In this episode of Freakonomics, a podcast where you find out the hidden side of just about anything “from the economics of sleep to how to become great”, host Stephen J. Dubner talks to a few experts about apologies. Why you’re not believed when you say ‘I’m sorry’, how you’re supposed to do it to actually work—these questions and many others are answered in the show.

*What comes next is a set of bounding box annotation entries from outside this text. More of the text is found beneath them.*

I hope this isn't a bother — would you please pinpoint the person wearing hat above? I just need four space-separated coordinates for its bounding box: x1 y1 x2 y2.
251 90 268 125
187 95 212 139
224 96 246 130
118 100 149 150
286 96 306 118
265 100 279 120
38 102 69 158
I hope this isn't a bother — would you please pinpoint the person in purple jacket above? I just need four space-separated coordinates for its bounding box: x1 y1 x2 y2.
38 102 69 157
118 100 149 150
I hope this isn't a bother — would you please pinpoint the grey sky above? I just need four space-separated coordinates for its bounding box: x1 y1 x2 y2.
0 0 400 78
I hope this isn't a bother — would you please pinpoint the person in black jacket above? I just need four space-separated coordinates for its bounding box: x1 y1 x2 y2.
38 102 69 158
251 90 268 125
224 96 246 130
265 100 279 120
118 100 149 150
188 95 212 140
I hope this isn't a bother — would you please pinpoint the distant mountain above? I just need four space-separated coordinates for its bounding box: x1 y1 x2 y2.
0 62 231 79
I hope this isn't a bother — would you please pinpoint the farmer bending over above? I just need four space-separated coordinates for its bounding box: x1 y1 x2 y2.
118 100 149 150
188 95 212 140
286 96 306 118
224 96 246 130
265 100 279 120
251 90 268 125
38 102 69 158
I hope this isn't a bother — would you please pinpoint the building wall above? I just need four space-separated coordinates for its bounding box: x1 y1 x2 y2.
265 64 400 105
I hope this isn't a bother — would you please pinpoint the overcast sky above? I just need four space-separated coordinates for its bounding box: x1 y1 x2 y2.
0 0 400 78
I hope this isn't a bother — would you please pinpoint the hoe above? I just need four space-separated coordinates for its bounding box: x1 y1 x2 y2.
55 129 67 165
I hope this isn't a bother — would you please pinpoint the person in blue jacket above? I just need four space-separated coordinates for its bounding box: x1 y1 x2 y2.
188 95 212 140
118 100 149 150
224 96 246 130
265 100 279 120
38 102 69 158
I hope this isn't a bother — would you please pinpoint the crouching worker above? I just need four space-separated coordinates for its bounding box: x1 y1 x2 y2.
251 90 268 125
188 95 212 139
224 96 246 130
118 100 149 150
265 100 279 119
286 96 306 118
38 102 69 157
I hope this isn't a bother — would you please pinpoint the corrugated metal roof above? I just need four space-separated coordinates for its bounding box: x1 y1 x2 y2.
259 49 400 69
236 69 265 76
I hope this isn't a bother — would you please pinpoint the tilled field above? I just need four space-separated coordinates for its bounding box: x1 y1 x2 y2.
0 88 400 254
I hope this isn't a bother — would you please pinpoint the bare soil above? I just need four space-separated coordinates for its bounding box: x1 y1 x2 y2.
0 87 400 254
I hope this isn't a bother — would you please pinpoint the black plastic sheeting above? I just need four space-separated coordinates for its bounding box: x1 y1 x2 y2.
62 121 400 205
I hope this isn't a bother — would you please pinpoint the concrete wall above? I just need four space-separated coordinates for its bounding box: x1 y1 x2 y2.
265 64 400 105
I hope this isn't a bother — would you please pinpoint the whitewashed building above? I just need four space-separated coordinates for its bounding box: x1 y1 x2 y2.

For John List, an economist at the University of Chicago, what stirred his curiosity about the economics of an apology was an incident that happened early last year. He got in an Uber, trying to make it to a panel discussion, but the driver made a mistake and he arrived extremely late at the meeting. The thing is, the driver never apologized. So he, at the time holding the position of chief economist at Uber, together with an academic expert started a field experiment to “calculate what an experience like mine actually does to future ridership”. First they made an apology model, with various predictions: that apologies are more likely in longer relationships because they’re like an investment, that an apology has to be costly in order to be effective, that it needs to be a commitment to do better in the future and so on. Next thing, they devised an experiment to test these assumptions. The conclusions they drew are as follows:
So I would say an apology to have impact needs to be costly and understood by the person who receives the apology that it’s costly. I think it needs to occur directly after the event happened. You cannot overuse them because then it is harder to entertain or show that the apology was costly.
The second part of the show focuses on public apologies made by public figures, and their efficacy. A cultural sociologist who did research on how the media reports acts of violence says that, to be effective, an apology has to “start with the victim and end with a sense of remorse”.